The founder of the 1619 Project, Nikole Hannah-Jones, told PBS NewsHour that the project was, “A great opportunity to… reframe the way we’ve thought about an institution that has impacted almost everything in modern American society.” She goes on to state that Black American lives were taught to be “marginal to the American story,” and hopes that by broadening the education of Americans on the topic of Black history in America, a change can be made in that narrative.

The 1776 commission will create a report “regarding the core principles of America’s founding and how these principles may be understood to further the blessings of liberty and promote our continuing efforts to form a more perfect Union.”

President Trump’s push of the commission and its ideals is a rebuttal against what he believes is a lack of patriotism in America’s schools, and the idea that our country’s founding narrative is being compromised. 

“Just signed an order to establish the 1776 Commission,” Trump tweeted on Monday. “We will stop the radical indoctrination of our students, and restore PATRIOTIC EDUCATION to our schools!

President Trump is speaking to the ideals supported by the 1619 project, which promotes the presence of Black Americans in U.S. History and the idea that those lives, “should occupy a central role in American history.”

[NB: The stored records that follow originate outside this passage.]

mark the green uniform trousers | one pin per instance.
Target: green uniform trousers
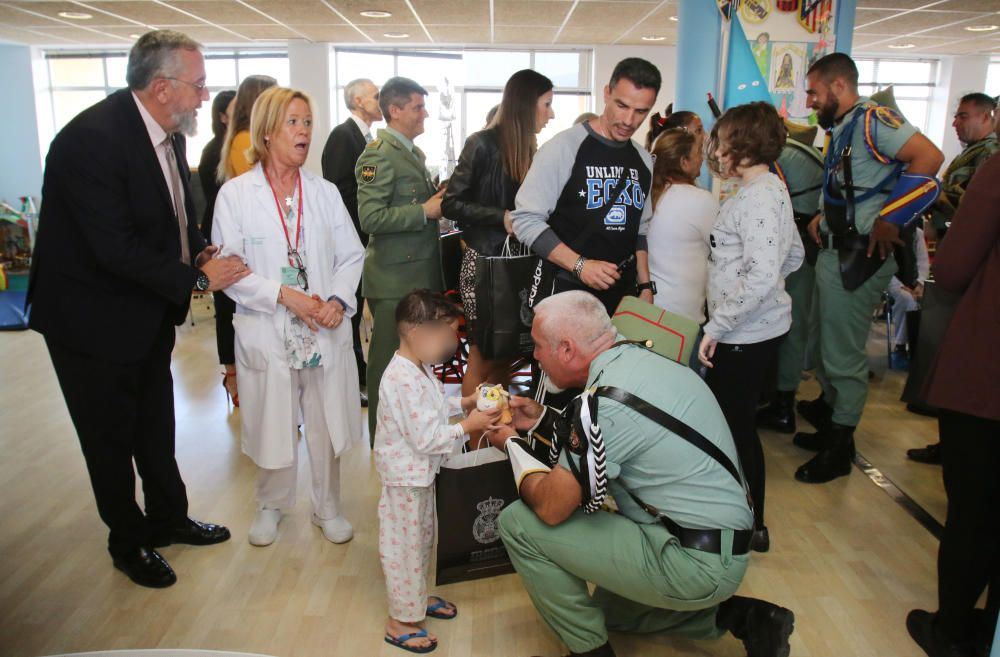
(646, 582)
(800, 286)
(385, 342)
(845, 319)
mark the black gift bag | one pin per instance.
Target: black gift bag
(472, 489)
(503, 319)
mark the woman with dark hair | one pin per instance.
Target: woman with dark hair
(233, 162)
(683, 121)
(207, 168)
(683, 217)
(754, 246)
(234, 150)
(481, 195)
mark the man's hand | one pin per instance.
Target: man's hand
(432, 206)
(223, 272)
(329, 314)
(886, 236)
(813, 229)
(526, 412)
(599, 275)
(207, 254)
(706, 350)
(301, 305)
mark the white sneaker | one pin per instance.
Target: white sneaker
(264, 529)
(336, 530)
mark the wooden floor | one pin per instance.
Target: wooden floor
(845, 557)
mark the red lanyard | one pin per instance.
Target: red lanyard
(281, 216)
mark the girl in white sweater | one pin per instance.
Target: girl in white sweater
(754, 246)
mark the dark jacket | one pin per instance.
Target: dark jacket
(107, 270)
(965, 376)
(479, 191)
(207, 170)
(340, 155)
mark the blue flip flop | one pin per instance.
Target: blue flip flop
(400, 642)
(433, 612)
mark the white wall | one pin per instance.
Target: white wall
(20, 161)
(605, 59)
(957, 76)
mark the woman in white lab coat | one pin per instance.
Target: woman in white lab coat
(293, 336)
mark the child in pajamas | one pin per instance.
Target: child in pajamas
(412, 438)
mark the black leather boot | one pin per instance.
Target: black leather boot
(834, 460)
(763, 627)
(816, 412)
(779, 415)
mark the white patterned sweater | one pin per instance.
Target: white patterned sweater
(754, 246)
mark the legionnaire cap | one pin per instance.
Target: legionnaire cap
(909, 198)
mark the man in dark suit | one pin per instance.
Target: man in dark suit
(340, 154)
(117, 257)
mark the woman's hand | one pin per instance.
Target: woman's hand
(706, 350)
(301, 305)
(329, 314)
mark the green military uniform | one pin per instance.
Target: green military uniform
(403, 252)
(956, 179)
(646, 581)
(802, 169)
(845, 315)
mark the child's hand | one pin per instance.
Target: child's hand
(480, 420)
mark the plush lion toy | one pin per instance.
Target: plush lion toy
(493, 397)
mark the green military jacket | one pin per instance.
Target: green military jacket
(957, 176)
(404, 251)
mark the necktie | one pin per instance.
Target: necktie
(175, 193)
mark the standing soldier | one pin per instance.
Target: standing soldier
(801, 168)
(877, 178)
(399, 208)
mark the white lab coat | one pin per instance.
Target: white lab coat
(246, 224)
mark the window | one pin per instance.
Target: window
(78, 80)
(912, 83)
(463, 86)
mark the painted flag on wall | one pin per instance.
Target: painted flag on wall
(744, 83)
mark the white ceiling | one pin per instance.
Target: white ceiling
(932, 27)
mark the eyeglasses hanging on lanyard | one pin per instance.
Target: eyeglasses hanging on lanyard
(294, 257)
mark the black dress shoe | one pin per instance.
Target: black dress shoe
(192, 532)
(779, 415)
(930, 455)
(920, 624)
(816, 412)
(764, 628)
(761, 541)
(833, 461)
(146, 567)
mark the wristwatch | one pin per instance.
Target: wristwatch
(648, 285)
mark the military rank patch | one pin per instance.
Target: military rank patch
(888, 116)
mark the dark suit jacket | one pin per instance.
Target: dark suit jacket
(107, 272)
(343, 147)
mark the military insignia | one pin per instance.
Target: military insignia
(888, 116)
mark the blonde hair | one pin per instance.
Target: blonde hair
(268, 113)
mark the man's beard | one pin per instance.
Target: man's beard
(187, 123)
(827, 114)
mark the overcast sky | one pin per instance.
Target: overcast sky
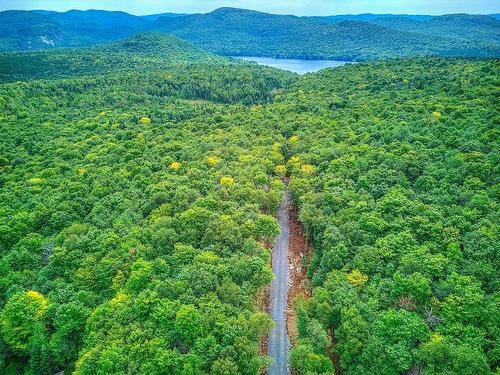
(298, 7)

Trump has spoken out before on this topic, stating in an address to his supporters in mid-September that, “we are going to teach our children the truth about America, that we’re the most exceptional nation ever to exist, and we’re getting better every single day.” 

Historian of Education, Natalia Mehlman Petrzela, Ph.D., said that conservatives view the push for a switch in the narrative as a “bastardisation of American history,” and that they believe even opening a conversation on the topic of institutional and systemic racism will “paralyze people” and “undermine American institutions.”

Although Trump views this order as a move to “protect America’s founding ideals,” Petrzela believes “these are incredibly productive conversations in terms of moving our country forward.”

The question then must be posed: Does acknowledging the origins of our nation undermine American ideals and institutions, or rather does it open the door to more conversations on the topic of race, and how far our nation has come since its origins?